In the IASA hangar, D'Argo informs John that Pilot just told him Sikozu went back through the wormhole to get together with Scorpius. I guess three days have gone by: "That son-of-a-bitch. The wormhole must be stabilizing. She better not bring that bastard back through." Can you imagine? D'Argo assures him Sikozu has no intentions of returning, and John's pleased with that. "Good. No comms." D'Argo agrees that they won't be communicating back across the wormhole; they walk past Jack and Holt.
"I will inform the President," says Jack. Holt complains that he's getting "major flak from the Hill" about John's global initiatives. "He's gotta bend a little." Jack stifles what I'm sure would be, on any other day, a guffaw. "Make him. It's your job. The Joint Chiefs are up in arms, they want to classify the alien technology as a national security risk and impound it." This plays so much weirder three years later; like they'd even ask the question now. They only thought they were decrying American paranoia. It borders on cutesy now. "John won't permit that. He'll take these ships outta here first." Holt levels: "Look, I know you share my concerns about John's plans. All I'm asking for is a little compromise. Is that unreasonable?" Jack looks down and walks away, thinking.
Jack approaches John and D'Argo with Chiana: we're at a reception apparently. Chiana complains to John that the party is no fun, as they leave Jack with the VIPs. He explains it's not a party, just a photo-op, which apparently translates fine. "Smile," he says. Jack watches them, thinking hard about Holt and the Hill. "Can't we find a real party somewhere?" Chiana's very jumpy. Jack calls everybody to attention; his disrespectful son murmurs, "Here comes the 'My fellow Americans.'" He's such a little shit all the time.
"I once told my son he'd get the chance to become his own kind of hero. Well, he got it. And he made the most of it." Everybody snaps pictures; John, D'Argo and Chiana listen in the crowd. "I also taught him to stick to his guns when he thought he was right, so I can't fault him when he does. I've heard it said that he should accept our judgment over his because he owes us. I've even said it myself." Jack pauses. I don't understand why you would even introduce this whole problem if you're going to solve it so easily. It's the reconciliation of the John/Jack stuff, I get that, and this is the only way you can do this, but I think Jack should be less rah-rah about it.
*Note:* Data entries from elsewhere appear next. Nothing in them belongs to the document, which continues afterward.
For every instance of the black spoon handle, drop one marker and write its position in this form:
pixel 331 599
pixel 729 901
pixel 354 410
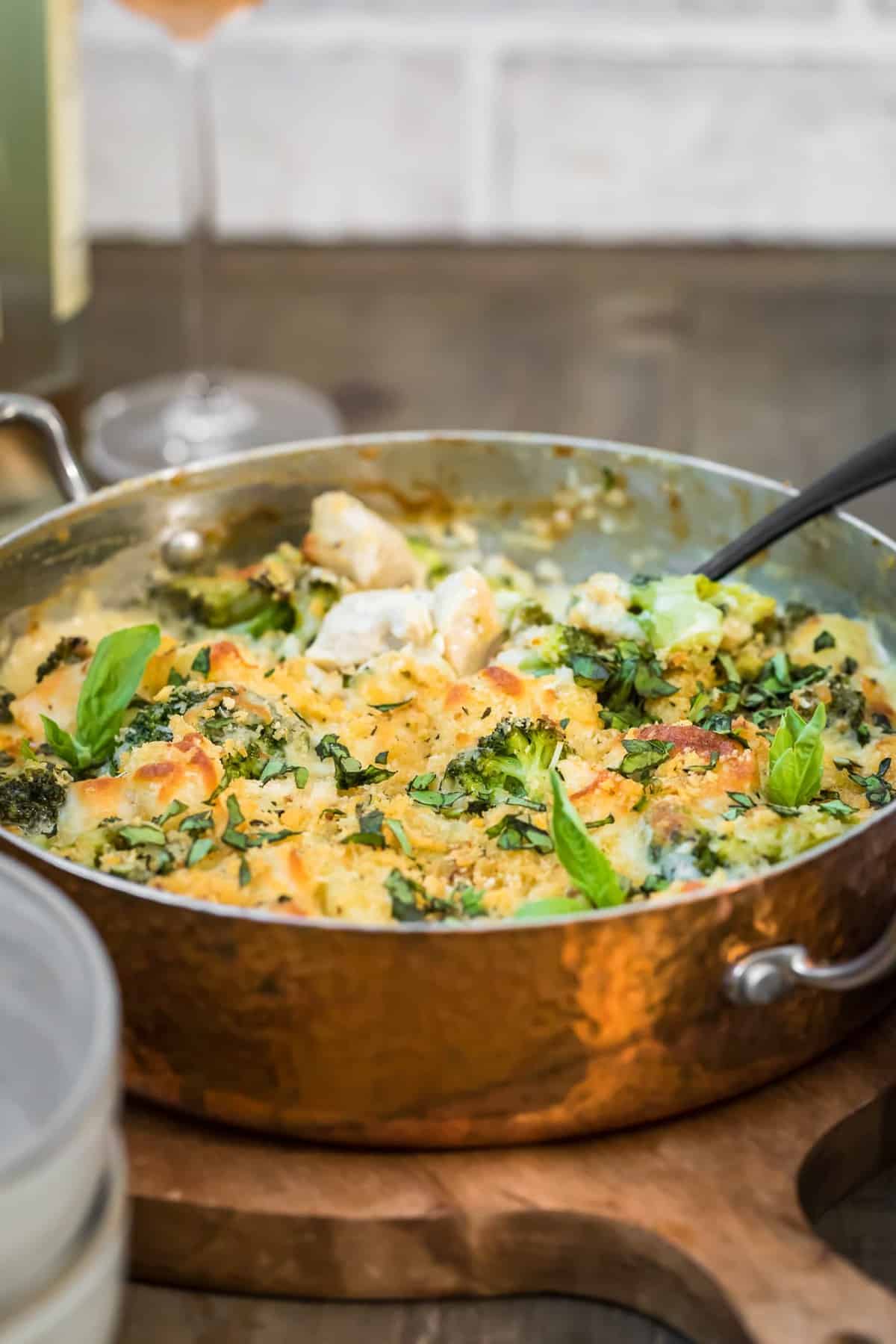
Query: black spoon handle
pixel 864 470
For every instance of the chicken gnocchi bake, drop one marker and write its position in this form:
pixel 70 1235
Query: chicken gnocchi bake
pixel 388 725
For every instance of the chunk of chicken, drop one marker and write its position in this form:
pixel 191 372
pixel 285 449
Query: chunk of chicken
pixel 363 625
pixel 467 620
pixel 348 538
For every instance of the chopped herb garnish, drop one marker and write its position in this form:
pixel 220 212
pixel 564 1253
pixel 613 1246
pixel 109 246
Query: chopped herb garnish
pixel 706 766
pixel 147 833
pixel 470 902
pixel 514 833
pixel 837 808
pixel 196 821
pixel 398 831
pixel 742 803
pixel 370 831
pixel 274 769
pixel 411 903
pixel 554 906
pixel 199 850
pixel 173 809
pixel 202 663
pixel 879 791
pixel 116 671
pixel 348 772
pixel 642 756
pixel 797 759
pixel 586 863
pixel 72 648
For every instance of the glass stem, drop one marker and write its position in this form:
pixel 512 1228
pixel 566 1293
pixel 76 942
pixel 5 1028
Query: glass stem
pixel 196 156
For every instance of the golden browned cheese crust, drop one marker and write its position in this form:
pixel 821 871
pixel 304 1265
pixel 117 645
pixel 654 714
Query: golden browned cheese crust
pixel 304 739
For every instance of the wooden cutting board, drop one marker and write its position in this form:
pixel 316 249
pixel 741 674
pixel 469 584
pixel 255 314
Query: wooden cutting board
pixel 702 1222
It's heartwarming at the expense of the weight of what's come before. Jack's nationalist tendencies in the wake of 9/11 puts a beautiful new spin on the "Earth is not ready for your jelly" story we first deconstructed in "A Human Reaction," radicalizing John's simple-minded "everybody shares" liberal ethic in the wake of a reminder that the world is demonstrably not good at choosing love over fear. All of which is good, and very Farscape, but then...Jack caves. I don't get it: "We're wrong. Look at the friends he discovered...the miracles he brought and then ask yourself what he owes us as compared to what we owe him." Chiana salutes him with her bottle of champagne; a nearby official nervously searches his pockets for that last Viagra. "Now, John insists that we share these wonders with the rest of the world, but some people are afraid of what'll happen if we do. John's afraid of what'll happen if we don't. And I'll go with that." Which I do, of course, buy, and I love it and I love this scene, but it's weird. Like with Caroline before: is it a trout, or a bass? It rings untrue, and we know for a fact that the carrot has arrived and they're actually on Earth. Which is what makes this episode so awesome, so I need to stop with the gift horse. Holt stares at Jack, equal parts perturbed and sad. I imagine him thinking, "That was awesome, but it's so sad about how the CIA is now going to murder you." Jack looks deeply into his son's eyes: "So, as IASA's Project Director for Extraterrestrial Studies, I hereby invite all nations to participate...in the ongoing Farscape mission." It's so well-stated; Jack Crichton is a beautiful man and good public speaker. John starts the applause and the crowd is impressed and bewildered at this show of the open hand; Holt's applause is like sour milk.